Rather than creating a “feedback loop” centering student learning around an algorithm, we should be seeking ways to empower students to make discoveries.

Now some of these discoveries may be ideas others have already “discovered.” Much of my writing about writing involves conceiving of something I think is “new” and discovering it is in reality quite well-established, but by uncovering these ideas for myself, they take far greater hold in my existing knowledge than if I’d been fed them by another. They also fuel an intrinsic drive that is far more potent and longer lasting than any external motivator.

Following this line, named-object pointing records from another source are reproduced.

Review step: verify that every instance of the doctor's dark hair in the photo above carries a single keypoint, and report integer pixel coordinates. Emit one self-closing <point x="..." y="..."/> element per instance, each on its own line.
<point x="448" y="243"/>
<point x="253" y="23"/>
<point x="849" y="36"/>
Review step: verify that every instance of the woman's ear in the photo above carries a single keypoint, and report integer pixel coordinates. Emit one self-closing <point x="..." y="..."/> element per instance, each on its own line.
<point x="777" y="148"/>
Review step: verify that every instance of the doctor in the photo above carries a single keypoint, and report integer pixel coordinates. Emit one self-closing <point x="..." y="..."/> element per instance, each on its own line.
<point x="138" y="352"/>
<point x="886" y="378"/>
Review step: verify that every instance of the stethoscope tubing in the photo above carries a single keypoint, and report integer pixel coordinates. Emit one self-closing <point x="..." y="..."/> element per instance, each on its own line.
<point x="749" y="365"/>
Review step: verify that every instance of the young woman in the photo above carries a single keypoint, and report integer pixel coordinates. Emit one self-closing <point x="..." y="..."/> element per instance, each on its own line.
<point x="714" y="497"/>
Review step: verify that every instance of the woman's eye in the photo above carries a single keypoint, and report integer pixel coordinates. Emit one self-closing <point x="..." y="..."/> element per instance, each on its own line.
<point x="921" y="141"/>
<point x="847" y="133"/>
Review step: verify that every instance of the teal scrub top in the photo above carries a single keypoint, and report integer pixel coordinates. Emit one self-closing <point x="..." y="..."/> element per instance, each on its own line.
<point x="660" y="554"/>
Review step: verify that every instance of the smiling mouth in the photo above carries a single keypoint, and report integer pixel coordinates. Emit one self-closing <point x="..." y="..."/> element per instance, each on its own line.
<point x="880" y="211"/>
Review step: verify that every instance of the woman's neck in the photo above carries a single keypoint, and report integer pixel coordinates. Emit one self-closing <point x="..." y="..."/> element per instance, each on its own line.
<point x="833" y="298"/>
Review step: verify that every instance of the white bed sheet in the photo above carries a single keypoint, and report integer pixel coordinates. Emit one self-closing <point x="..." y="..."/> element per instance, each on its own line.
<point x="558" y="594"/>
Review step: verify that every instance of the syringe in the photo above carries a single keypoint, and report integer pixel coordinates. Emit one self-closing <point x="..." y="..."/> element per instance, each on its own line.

This is why I prefer a writing process for students that privileges critical reflection over the kind of feedback loop M-Write appears to be working towards. Rather than acculturating students to a system that values scores and triggers an instructor (or tutor) intervention, critical reflection requires the students themselves to recognize when their own thinking is off track and seek remedy.

Critical reflection also scales at least as well as what M-Write is pursuing. In the end, you always need a well-trained instructor to help when needed, but M-Write already recognizes this fact.

On the whole, M-Write looks like an initiative that’s oriented around achievement (grades), but I’m not convinced that achievement and learning are synonyms in this context.


[1] My big picture worry is that this cycle is inevitable. The second a technology shows even limited promise (MOOCs…cough…cough), the monetizers promising disruption and the University of Everywhere arrive to ruin a good thing.

[2] It’s not lost on my that flying below the radar was my goal for my own large university educational experience, but this is exactly why I am troubled by enshrining such values in the digital university. It wasn’t a particularly good way to do college.

[3] The very best answers to a writing prompt, meaning the answers that both introduce new knowledge and provide a vehicle for the student to learn as much as possible, will always defy these algorithms because they are at least a little outside what’s been predicted.